Writing in The Times, this is what he says:

No wonder Hazel Blears, the feisty Secretary of State for Communities, decided last week that this was not a place where any minister should be seen. Most of her Muslim colleagues in the Labour Party backed her, including the MPs Sadiq Khan and Khalid Mahmood.

But another minister, Shahid Malik, MP for Dewsbury, had other ideas and sought to attend in a personal capacity. He was persuaded not to attend Islam Expo only with the greatest difficulty – after heavy pressure from his departmental chief at International Development, Douglas Alexander, the Chief Whip and the Cabinet Secretary, who invoked Cabinet Office guidelines on engagement with Islamic groups.

Ms Blears is probably the member of the Cabinet readiest to uphold a strict interpretation of those criteria. She has also dealt vigorously with senior officials whom she believes have been naive in their approach to Islamist-friendly groups.

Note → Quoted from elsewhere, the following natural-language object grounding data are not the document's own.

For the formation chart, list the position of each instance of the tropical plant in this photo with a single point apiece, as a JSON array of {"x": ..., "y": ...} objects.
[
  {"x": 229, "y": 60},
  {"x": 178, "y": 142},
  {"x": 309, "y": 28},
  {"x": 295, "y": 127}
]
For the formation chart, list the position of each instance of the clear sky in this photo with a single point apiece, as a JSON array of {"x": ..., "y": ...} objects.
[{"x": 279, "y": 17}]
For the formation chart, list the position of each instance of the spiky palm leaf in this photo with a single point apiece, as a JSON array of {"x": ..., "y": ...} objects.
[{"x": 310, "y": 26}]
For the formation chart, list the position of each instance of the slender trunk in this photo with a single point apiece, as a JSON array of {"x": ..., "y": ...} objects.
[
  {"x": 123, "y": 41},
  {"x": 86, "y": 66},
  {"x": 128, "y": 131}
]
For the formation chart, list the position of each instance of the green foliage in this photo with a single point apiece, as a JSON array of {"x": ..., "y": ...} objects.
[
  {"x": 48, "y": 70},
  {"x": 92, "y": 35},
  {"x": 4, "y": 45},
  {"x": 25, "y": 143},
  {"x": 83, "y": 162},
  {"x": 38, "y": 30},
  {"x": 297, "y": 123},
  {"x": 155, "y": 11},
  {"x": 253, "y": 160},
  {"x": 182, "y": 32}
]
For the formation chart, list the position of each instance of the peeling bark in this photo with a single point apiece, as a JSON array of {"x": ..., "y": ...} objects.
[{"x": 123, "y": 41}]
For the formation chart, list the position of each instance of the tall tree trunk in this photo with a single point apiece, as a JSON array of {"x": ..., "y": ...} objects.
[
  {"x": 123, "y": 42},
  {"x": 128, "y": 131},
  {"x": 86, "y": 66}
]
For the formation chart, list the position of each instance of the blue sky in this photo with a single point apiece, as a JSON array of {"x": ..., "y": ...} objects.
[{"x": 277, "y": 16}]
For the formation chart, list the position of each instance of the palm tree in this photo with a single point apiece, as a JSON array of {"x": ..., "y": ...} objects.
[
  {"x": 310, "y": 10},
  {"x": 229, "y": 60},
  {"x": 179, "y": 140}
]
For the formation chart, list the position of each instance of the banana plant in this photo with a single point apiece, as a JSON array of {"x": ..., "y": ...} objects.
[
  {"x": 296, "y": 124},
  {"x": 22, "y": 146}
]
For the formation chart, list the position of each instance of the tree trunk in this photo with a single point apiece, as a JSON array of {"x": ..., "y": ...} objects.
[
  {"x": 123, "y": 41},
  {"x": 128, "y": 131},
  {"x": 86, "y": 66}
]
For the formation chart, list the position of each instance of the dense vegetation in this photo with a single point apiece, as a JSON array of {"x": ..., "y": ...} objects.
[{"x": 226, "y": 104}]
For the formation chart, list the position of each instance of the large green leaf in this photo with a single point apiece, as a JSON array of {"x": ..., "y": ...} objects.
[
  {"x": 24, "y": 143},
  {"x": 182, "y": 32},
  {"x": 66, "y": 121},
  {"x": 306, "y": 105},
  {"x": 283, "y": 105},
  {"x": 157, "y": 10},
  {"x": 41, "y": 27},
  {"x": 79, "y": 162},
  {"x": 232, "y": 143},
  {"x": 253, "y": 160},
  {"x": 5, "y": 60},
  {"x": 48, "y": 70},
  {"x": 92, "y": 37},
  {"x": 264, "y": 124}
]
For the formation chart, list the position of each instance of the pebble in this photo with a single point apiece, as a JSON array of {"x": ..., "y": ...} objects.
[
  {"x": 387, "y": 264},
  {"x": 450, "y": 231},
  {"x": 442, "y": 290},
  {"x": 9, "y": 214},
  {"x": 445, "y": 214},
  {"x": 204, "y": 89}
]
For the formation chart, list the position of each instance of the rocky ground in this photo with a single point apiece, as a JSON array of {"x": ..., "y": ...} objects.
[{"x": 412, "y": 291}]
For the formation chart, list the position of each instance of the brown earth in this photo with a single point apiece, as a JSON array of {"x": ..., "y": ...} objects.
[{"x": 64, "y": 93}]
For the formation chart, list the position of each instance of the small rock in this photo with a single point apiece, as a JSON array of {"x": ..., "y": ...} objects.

But policing the boundaries of respectable discourse is hard work. While ministers were forbidden to go, the Foreign Office-funded British Satellite News was publicising an entirely positive image of Islam Expo for overseas consumption.

This time the Government has had a narrow escape from the political Islamists of Islam Expo.

Its relief must be compounded by what has happened over the past 48 hours to Alex Salmond. Scotland’s First Minister has landed himself in serious trouble over a grant of £215,000 given to the Scottish Islamic Foundation, which is headed by one of his advisers, Osama Saeed. Other Muslim groups in Scotland are upset by what they see as favouritism to the best-known political Islamist in the Scottish National Party.

Mr Saeed, an SNP parliamentary candidate and also a speaker at Islam Expo, has described Hamas suicide attacks as “martyrdom operations” and has supported the creation of a modern caliphate, or pan-Islamic state. The row could cost the SNP victory in the Glasgow East by-election next week.

The fashionable take on deradicalising angry young Muslim men is that only political Islamists, such as Mr Saeed, have the credibility to stop them going over the deep end. This reasoning is doubtful. The opposition of political Islamists to al-Qaeda violence in the West does not mean that they are actually friends of the West. Rather, they know that there is more than one way to skin a cat.

The boundaries between violent and non-violent Islamists deserve greater exploration. Are non-violent political Islamists part of the solution or, as figures such as Hazel Blears and David Cameron increasingly suspect, part of the problem?